The recommendations do not call for big changes but refinements to surgical practice, said Heather L. Evans, MD, associate professor of surgery at the University of Washington, in Seattle. But even small changes, such as expanding the indications for glucose control to nondiabetic patients, require collaboration between the services within a hospital that coordinate perioperative care.

Dr. Evans, who is studying a patient-centered health app designed to improve early diagnosis and treatment of SSIs, said the best approach to adoption of new guidelines is for surgeons to work with a multidisciplinary committee that includes key stakeholders at their hospitals.
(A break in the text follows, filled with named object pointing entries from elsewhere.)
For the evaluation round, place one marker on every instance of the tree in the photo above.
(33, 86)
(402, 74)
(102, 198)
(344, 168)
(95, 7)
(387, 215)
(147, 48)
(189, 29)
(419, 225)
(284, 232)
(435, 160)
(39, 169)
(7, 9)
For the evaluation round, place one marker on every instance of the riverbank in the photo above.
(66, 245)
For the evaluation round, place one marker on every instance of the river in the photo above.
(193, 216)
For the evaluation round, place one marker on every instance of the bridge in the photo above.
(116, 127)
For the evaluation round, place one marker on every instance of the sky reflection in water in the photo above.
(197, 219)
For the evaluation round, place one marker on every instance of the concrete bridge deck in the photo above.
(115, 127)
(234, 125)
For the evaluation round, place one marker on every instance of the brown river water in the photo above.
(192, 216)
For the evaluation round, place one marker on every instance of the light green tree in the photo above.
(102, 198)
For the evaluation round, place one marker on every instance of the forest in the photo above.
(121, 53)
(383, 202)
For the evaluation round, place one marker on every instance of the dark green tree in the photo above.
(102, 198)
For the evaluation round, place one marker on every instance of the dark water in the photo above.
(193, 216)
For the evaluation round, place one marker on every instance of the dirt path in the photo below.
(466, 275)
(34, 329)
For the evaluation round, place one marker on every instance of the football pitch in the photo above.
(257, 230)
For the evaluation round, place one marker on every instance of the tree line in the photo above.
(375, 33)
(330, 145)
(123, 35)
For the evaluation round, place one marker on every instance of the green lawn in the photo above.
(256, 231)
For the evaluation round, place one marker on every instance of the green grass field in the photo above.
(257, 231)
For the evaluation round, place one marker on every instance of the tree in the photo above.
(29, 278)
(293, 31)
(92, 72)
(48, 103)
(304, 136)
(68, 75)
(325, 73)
It should include infection preventionists, environmental services personnel, perioperative nurses and technologists, anesthesiologists, and certified registered nurse anesthetists and anesthesia technologists, as well as preoperative personnel in the surgery and preanesthesia clinics.
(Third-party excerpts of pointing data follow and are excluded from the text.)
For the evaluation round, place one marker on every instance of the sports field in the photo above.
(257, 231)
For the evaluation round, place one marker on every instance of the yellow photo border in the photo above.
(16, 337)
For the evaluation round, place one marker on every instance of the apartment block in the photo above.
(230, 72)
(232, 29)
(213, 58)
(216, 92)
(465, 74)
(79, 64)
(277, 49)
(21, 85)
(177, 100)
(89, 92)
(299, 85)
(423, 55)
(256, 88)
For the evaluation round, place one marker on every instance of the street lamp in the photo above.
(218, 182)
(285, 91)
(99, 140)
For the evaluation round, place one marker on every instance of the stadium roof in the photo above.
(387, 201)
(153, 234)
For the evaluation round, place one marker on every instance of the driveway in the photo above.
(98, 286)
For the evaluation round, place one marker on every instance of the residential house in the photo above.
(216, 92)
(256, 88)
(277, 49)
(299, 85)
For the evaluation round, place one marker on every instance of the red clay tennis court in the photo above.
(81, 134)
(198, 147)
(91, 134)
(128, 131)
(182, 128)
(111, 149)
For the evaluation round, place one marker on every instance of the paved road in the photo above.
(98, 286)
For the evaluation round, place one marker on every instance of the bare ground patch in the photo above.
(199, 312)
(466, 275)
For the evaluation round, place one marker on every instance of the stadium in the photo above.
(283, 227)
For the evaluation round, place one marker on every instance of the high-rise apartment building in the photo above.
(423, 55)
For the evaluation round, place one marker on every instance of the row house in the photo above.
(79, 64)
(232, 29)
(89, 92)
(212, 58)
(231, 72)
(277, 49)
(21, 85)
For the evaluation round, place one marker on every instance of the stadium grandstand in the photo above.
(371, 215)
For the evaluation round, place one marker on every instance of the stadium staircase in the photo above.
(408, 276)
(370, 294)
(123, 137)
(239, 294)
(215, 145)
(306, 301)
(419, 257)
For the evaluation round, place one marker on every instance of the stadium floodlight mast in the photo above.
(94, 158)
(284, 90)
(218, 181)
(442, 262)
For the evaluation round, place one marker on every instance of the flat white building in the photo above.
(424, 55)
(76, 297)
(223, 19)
It “is a complicated endeavor, but perioperative process change requires buy-in from all,” Dr. Evans said. The guidelines also can be used to drop expensive, cumbersome practices that are not supported by evidence, she added.

The authors conducted a review of the literature for potentially relevant studies published between 1998 and 2014. A modified GRADE (Grading of Recommendations, Assessment, Development and Evaluation) approach was used to assess the quality of evidence and the strength of the resulting recommendations. Of more than 5,700 studies initially considered, 170 were used to develop the recommendations.

The guideline authors emphasized the “paucity of robust evidence,” saying it created challenges in formulating recommendations. Of the 42 SSI prevention strategies considered in the guidelines, 25 concluded with no recommendation or as an unresolved issue. These included areas such as weight-adjusted and/or intraoperative redosing of parenteral antimicrobial prophylaxis, intraoperative antimicrobial irrigation, soaking of prosthetic devices in antimicrobial solutions before implantation, and use of antimicrobial dressings applied to surgical incisions after primary closure in the OR.

More evidence on infection prevention is needed in prosthetic joint arthroplasty, the authors noted.

By 2030, prosthetic joint arthroplasties are projected to increase to 3.8 million procedures per year, and the infection risk is also expected to rise for total hip and knee arthroplasty from 2.18% to 6.5% and 6.8%, respectively. As a result, the number of hip and knee prosthetic joint infections is projected to hit 221,500 cases per year by 2030 at a cost of more than $1.62 billion.